I recently passed the LPIC-3 305 Virtualisation and Containerisation exam, which made me think again about the value of renewing certifications.
To Renew or Not to Renew
For someone already working in IT and using the relevant technology daily, recertification is usually more about credential maintenance than learning. The learning curve happened the first time, when I was studying the objectives, homelabbing, passing the exam and then applying that knowledge in real work. In terms of professional development, the return is likely to be weak if the technology is already part of your daily work.

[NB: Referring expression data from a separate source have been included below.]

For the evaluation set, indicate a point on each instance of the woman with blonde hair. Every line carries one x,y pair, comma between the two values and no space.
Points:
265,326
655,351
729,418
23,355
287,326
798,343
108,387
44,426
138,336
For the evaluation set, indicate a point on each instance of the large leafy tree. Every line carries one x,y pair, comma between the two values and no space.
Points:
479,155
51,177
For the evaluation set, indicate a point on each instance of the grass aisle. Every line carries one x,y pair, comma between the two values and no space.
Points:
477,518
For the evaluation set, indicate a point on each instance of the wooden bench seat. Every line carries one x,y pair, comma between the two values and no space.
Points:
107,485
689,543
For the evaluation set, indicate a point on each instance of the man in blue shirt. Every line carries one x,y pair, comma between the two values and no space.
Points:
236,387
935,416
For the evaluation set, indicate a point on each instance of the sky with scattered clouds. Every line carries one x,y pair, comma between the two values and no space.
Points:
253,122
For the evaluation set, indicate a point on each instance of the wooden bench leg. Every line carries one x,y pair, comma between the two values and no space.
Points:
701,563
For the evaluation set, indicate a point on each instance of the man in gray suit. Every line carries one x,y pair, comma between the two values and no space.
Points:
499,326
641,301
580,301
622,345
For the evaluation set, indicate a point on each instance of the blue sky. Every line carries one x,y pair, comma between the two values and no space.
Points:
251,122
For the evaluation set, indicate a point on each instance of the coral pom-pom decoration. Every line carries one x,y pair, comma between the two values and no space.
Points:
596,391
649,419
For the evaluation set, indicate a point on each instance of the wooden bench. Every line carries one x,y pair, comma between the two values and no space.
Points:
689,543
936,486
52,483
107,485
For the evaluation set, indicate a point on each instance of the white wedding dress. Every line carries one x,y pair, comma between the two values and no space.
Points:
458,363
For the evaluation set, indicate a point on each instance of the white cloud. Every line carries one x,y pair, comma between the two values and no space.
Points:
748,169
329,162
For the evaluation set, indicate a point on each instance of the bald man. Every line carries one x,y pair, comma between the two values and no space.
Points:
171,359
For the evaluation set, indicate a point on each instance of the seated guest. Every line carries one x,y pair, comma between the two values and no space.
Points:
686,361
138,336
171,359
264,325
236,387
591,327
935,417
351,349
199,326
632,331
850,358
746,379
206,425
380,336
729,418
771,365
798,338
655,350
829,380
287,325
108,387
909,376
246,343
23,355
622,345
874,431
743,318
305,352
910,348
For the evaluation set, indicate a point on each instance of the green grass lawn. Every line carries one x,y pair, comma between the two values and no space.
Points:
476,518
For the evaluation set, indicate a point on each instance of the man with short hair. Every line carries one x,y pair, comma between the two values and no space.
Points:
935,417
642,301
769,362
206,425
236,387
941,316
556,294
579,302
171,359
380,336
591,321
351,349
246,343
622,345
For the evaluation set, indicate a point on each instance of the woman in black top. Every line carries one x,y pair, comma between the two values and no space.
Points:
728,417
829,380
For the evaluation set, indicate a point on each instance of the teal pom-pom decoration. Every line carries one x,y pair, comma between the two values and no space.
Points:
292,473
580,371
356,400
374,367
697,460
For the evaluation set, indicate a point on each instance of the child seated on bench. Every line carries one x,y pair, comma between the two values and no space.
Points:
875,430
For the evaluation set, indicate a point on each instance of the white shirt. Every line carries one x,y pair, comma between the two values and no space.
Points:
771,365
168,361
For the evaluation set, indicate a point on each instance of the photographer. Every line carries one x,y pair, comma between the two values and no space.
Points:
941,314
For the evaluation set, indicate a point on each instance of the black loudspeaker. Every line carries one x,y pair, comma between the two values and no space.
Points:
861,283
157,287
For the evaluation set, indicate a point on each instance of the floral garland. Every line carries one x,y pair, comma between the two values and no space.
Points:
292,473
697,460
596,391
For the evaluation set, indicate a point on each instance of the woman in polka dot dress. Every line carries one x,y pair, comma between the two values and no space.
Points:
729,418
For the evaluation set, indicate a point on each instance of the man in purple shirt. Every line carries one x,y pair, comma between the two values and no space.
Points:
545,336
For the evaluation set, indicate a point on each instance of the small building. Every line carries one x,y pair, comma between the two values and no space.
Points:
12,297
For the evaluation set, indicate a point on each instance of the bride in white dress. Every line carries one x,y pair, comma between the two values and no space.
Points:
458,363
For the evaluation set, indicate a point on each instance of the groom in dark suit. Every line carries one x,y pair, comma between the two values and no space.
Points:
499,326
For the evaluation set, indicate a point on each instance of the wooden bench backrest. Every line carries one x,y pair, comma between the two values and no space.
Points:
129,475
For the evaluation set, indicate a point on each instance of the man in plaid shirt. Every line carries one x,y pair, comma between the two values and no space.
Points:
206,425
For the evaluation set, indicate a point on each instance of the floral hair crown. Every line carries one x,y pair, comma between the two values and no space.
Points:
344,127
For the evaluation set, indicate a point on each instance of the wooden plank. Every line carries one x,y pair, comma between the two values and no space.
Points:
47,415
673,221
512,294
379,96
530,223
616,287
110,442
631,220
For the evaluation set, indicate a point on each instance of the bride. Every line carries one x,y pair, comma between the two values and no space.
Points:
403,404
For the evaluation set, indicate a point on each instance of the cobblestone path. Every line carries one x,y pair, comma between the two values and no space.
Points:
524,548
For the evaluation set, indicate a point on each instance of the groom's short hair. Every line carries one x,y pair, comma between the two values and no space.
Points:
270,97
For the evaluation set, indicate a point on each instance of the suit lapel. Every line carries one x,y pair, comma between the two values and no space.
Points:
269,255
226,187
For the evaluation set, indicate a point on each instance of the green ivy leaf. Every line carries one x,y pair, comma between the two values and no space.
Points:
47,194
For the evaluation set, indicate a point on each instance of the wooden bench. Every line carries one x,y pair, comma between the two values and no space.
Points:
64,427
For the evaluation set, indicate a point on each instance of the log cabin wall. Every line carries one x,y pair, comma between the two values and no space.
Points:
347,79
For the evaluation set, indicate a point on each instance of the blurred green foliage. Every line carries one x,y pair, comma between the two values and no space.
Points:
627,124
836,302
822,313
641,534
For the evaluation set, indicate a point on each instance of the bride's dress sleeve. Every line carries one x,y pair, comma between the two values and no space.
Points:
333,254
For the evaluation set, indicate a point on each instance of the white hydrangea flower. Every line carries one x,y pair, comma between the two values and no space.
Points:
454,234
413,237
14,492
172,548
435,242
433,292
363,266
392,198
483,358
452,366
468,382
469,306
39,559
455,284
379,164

A three-year certification expiry period, or worse, a two-year period such as with CKA, makes renewal even harder to justify. For me, it creates a recurring cycle of revision, booking and paying for exams, and sometimes even travelling to a test centre. At that point, the question is whether the same time and money would be better spent learning something new.
LPIC-1 was my first certification exam. I still have fond memories of studying for it and discovering tools and commands I did not even know existed, such as alien, chattr and fg. It took me three years of continuous learning to go from LPIC-1 to LPIC-2, and then to LPIC-3 in 2016. That track paved the way for what came later in my career, including RHCA.
That personal connection is one of the reasons I passed LPIC-3 305. It is valid for five years, renews LPIC-2 and LPIC-1, and Linux is still my bread and butter.
Exam Experience
LPIC-3 305 is the 90-minute exam with 60 multiple-choice and fill-in-the-blank questions.
Although the exam is available remotely, I opted for an on-site exam at my local test centre after a previous stressful online exam experience. I travelled to the centre, sat the exam, and was done with it. Stress free.
Exam Preparation
I used my homelab to work through the exam objectives:
- QEMU/KVM/libvirt for full virtualisation.
- Kubernetes/Docker for container virtualisation.
- Terraform/Packer for VM deployment and provisioning.
Also, AWS EC2 cloud-init for provisioning in the cloud.